Czy klasa średnia jest średnia?

W 2019 r. Polski Instytut Ekonomiczny zaprezentował raport, z którego wynikało, że jeśli uwzględnimy kryterium dochodowe, w gronie osób w wieku 24-64 lata, do klasy średniej będzie przynależeć 54 proc. Polaków. Dla porównania 30 proc. obywateli należy do klasy niższej, a 16 proc. do klasy wyższej. To daje 11-12 milionów osób, co w relacji do ogólnej liczby obywateli stawiałoby nasz kraj w europejskiej czołówce. Wyprzedzamy pod tym względem takie państwa jak Rosja, Litwa, Węgry, a także Portugalia i Hiszpania. Kraje, w których klasa średnia obejmuje największą część społeczeństwa to Wielka Brytania, Holandia oraz Norwegia.

Ale wróćmy do zarobków. Według metodologii PIE do klasy średniej zaliczałyby się gospodarstwa domowe z dochodem do dyspozycji (netto) między 1500 a 4500 tys. zł na głowę. Natychmiast pojawiły głosy oburzenia, że to chyba żart. Opinia publiczna gremialnie uznała, że z pewnością klasa średnia nie jest aż tak liczna i nie zaczyna się przy tak niskich zarobkach. Swego czasu nastroje jeszcze bardziej podgrzał wiceminister finansów, mówiąc na antenie radia Wnet:

„Klasa średnia, patrząc na dominantę średnich zarobków, zaczyna się powyżej 4 tys. zł brutto. Już od tego poziomu sama osoba ma odczucie, że należy do klasy średniej.”
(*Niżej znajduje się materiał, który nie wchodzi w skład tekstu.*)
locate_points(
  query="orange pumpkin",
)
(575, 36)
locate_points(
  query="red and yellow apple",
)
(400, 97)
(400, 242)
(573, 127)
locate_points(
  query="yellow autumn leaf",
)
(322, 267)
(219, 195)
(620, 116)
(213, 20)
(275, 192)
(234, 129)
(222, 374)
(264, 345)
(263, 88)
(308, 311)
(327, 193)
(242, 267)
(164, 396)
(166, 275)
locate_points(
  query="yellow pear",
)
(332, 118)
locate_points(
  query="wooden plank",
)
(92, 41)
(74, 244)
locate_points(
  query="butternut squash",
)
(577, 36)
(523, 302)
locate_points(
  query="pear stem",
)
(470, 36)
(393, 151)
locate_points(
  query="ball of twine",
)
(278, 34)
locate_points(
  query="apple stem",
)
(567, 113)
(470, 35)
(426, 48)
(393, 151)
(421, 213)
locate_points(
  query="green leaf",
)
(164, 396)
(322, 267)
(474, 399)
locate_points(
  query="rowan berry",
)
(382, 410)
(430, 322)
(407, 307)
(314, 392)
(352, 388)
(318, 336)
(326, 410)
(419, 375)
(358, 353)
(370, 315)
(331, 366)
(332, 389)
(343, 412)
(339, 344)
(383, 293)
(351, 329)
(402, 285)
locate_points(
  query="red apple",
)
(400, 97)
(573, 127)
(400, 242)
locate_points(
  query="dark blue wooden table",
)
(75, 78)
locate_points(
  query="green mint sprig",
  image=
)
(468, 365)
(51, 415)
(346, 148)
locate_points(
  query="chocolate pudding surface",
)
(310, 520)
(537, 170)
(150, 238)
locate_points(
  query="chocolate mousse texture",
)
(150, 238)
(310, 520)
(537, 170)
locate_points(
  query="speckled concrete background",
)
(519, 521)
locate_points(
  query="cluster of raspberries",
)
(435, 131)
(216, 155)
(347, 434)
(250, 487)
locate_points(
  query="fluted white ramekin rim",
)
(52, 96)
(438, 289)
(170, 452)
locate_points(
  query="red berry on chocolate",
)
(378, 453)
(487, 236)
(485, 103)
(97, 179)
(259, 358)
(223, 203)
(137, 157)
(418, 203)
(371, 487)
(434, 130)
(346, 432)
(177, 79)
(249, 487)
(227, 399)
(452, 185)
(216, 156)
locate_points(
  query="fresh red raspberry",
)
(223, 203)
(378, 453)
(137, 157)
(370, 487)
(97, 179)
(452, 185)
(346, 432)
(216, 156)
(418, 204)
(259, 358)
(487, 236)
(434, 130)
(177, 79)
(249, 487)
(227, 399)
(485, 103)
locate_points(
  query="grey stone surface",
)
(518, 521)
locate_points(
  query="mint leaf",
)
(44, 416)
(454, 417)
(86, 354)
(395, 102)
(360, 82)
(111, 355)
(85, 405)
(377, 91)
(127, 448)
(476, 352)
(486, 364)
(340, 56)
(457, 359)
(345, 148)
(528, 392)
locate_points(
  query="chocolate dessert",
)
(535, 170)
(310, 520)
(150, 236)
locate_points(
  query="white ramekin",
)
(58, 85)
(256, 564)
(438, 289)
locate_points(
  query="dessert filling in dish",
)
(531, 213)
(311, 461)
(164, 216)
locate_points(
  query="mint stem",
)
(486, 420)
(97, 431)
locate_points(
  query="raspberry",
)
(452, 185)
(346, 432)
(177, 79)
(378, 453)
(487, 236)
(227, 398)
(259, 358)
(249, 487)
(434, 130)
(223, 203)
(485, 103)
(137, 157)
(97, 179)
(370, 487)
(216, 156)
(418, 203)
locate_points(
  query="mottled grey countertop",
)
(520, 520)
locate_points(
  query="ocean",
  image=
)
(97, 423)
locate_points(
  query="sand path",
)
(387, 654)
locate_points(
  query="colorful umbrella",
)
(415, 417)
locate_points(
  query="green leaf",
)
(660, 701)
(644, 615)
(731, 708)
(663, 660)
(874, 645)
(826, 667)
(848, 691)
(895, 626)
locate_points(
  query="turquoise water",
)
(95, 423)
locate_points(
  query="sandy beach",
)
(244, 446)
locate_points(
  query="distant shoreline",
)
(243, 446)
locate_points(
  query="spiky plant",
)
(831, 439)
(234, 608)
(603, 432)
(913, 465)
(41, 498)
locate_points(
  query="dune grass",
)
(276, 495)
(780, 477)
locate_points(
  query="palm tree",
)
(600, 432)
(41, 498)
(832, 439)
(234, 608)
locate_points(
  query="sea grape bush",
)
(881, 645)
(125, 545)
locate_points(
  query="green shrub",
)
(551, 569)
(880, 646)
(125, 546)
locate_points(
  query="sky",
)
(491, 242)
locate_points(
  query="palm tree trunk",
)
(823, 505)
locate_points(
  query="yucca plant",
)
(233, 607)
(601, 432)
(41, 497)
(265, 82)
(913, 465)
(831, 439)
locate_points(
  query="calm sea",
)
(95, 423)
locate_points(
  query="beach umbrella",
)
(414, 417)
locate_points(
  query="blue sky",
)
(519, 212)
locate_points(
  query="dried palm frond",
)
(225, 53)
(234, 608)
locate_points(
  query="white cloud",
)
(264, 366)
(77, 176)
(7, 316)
4 tys. brutto to ok. 2 908 zł netto. To ponownie wywołało gorące emocje. Ale wiceminister finansów poruszył ważny wątek – to, jak duża jest klasa średnia w Polsce nie na podstawie twardych danych ekonomicznych, ale na podstawie odczuć samych Polaków. A według badania IBRiS ponad 72 proc. Polaków czuje, że należy do klasy średniej.

To dzięki 500+? Niekoniecznie

„Ostatnie pięć lat to moment, w którym Polacy mają wrażenie, że zaczęli się bogacić. Tak naprawdę zaczęli się bogacić trochę wcześniej, bo ten proces związany jest przede wszystkim ze spadkiem bezrobocia i wzrostem wynagrodzeń, ale to 500+ jest symboliczne, bo przyjęło się uważać, że ten nasz dobrobyt związany jest właśnie z tym świadczeniem” – mówi Marcin Duma, szef IBRiS.

 

„Owszem, 500+ stanowiło istotny przypływ gotówki dla części gospodarstw domowych, ale kluczowe jest to, że ono w warstwie politycznej czy ideologicznej było swoistym stemplem, który PiS symbolicznie przystawił na poprawie materialnej życia Polaków, oznakował ją, wypalił na niej swoje logo” – uważa Duma.

 

I dodaje:

„PiS zrobił to zresztą przy wielkiej pomocy innych sił politycznych, które tę narrację podbijały”.

 

Dlaczego? Według Dumy wystarczy sięgnąć choćby do słów prof. Jadwigi Staniszkis, która kilka lat temu w wywiadzie dla „Kultury Liberalnej” mówiła o tym, jak to przez 500+ PiS „ośmielił lumpiarstwo, ludzi, którzy na co dzień wystają na placach małych miasteczek bez żadnych perspektyw”.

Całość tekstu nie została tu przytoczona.